Questura di Bologna: ancora un suicidio
di Vito Totire (*)
Ancora una volta la questura di Bologna è stata teatro di un suicidio. Così l’ANSA ieri: «Un poliziotto di 52 anni si è suicidato sparandosi con la sua pistola d’ordinanza nell’ufficio di gabinetto della Questura di Bologna. Lo hanno trovato nel suo ufficio alcuni colleghi di ritorno dalla pausa pranzo. L’agente, un sostituto commissario, si sarebbe sparato un colpo al cuore. Sconosciuti per ora i motivi del gesto: al momento non sarebbero stati trovati biglietti».
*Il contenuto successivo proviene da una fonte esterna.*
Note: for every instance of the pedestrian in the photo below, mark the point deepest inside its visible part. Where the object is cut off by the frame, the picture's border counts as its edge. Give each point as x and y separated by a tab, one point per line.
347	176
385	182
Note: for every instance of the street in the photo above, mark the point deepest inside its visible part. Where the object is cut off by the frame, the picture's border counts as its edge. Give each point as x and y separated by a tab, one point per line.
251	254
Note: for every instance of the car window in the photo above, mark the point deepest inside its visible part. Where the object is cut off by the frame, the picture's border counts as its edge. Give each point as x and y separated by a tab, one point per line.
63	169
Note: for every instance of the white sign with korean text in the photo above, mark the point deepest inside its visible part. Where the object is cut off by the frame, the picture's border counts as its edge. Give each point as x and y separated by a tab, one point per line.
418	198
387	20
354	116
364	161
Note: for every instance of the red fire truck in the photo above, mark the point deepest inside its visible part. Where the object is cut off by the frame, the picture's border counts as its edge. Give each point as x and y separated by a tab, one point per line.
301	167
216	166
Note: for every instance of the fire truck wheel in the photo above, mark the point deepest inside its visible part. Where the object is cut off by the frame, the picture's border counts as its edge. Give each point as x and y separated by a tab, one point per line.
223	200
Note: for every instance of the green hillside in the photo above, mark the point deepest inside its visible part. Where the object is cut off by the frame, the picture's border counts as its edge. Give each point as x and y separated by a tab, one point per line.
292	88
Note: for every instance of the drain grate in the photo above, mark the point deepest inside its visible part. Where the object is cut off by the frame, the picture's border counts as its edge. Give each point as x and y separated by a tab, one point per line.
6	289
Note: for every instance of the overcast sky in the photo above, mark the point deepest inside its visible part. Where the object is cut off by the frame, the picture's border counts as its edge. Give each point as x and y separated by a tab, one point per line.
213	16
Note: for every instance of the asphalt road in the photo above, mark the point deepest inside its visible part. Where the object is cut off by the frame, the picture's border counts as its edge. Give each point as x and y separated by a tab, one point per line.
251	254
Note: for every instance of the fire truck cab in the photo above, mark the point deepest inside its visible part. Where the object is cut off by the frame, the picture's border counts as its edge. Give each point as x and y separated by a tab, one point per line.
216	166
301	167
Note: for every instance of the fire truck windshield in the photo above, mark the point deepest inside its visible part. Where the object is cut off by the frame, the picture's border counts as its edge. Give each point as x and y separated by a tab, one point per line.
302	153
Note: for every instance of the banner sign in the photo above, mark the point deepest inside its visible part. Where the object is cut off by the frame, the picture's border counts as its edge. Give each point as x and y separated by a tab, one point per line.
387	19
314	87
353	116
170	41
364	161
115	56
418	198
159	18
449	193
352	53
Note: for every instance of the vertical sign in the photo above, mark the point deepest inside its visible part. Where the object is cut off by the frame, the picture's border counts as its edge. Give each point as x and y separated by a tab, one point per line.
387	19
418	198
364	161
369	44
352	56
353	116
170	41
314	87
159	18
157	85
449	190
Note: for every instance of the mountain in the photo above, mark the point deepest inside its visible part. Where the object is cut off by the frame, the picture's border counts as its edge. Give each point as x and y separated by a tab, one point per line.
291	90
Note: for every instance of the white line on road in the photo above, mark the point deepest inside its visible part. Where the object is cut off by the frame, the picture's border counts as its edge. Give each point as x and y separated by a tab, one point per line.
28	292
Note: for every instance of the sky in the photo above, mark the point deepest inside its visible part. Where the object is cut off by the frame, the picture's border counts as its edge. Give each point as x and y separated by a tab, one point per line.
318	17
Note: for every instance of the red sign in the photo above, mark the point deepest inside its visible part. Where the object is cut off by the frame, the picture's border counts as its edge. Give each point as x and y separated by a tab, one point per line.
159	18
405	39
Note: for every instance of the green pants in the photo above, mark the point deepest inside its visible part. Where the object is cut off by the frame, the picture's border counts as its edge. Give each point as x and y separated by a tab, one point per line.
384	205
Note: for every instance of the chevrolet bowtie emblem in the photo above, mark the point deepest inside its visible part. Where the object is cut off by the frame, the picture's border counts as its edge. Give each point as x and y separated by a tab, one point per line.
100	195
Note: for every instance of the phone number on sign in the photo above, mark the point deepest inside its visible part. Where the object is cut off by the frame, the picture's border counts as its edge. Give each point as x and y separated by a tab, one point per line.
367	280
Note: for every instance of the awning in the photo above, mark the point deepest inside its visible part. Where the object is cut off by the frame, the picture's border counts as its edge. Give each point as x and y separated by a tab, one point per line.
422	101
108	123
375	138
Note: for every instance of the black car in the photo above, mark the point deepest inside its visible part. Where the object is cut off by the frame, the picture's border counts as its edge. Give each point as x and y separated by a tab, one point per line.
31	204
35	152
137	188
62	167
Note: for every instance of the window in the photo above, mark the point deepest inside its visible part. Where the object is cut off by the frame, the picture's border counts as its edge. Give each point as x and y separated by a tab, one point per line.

Questo evento luttuoso – per il quale porgiamo le nostre sentite condoglianze ai familiari e ai colleghi di lavoro – fa riflettere sull’adeguatezza delle politiche di prevenzione. Purtroppo dobbiamo dire che in Italia non esiste una politica di “contrasto” al suicidio.
In questa circostanza ci troviamo di fronte a contraddizioni evidenti:
- Il lavoro per attività, organizzazione e carichi materiali ed emotivi è particolarmente pesante;
- La facile disponibilità di armi è un fattore che non causa certamente il suicidio ma rende facile il “passaggio all’atto” di pulsioni suicidarie ove esistenti.
Per questo motivo il personale sottoposto a fattori di grave distress va attentamente monitorato e deve poter fare affidamento su misure di prevenzione e di benessere organizzativo che oggi mancano o sono fortemente lacunose COME DA DECENNI DENUNCIANO ANCHE LE ORGANIZZAZIONI SINDACALI DEI LAVORATORI.
Ovvio che il distress lavorativo potrebbe essere causa, concausa più o meno importante o marginale oppure essere, in alcune circostanze, del tutto ininfluente. Ma anche se caso le motivazioni di questo tragico atto fossero totalmente extralavorative rimane il problema della disponibilità dell’arma, rischio “indipendente” che di per sé deve essere monitorato.
CHIEDIAMO A GRAN VOCE L’ADOZIONE DI UN PIANO NAZIONALE DI PREVENZIONE DEL SUICIDIO CHE NECESSITA DI PERSONALE SPECIALISTICO E DI RISORSE DEDICATE ALLA PREVENZIONE SECONDARIA MA NECESSITA ANCHE DI VALUTAZIONI DEL RISCHIO E RIORGANIZZAZZIONE ERGONOMICA DEL LAVORO DI PERSONE CHE TROPPO SPESSO VENGONO CARICATE DELLE VELLEITA’ SICURITARIE DA DECISORI POLITICI CHE ADOTTANO MISURE DISCUTIBILI E INACCETTABILI “MANDANDO AVANTI GLI ALTRI”.
Ribadito il nostro sentimento di cordoglio e di solidarietà, una domanda ai familiari, ai sindacati e ai colleghi: l’agente suicida è un morto sul lavoro? Questo luttuoso epilogo poteva essere prevenuto?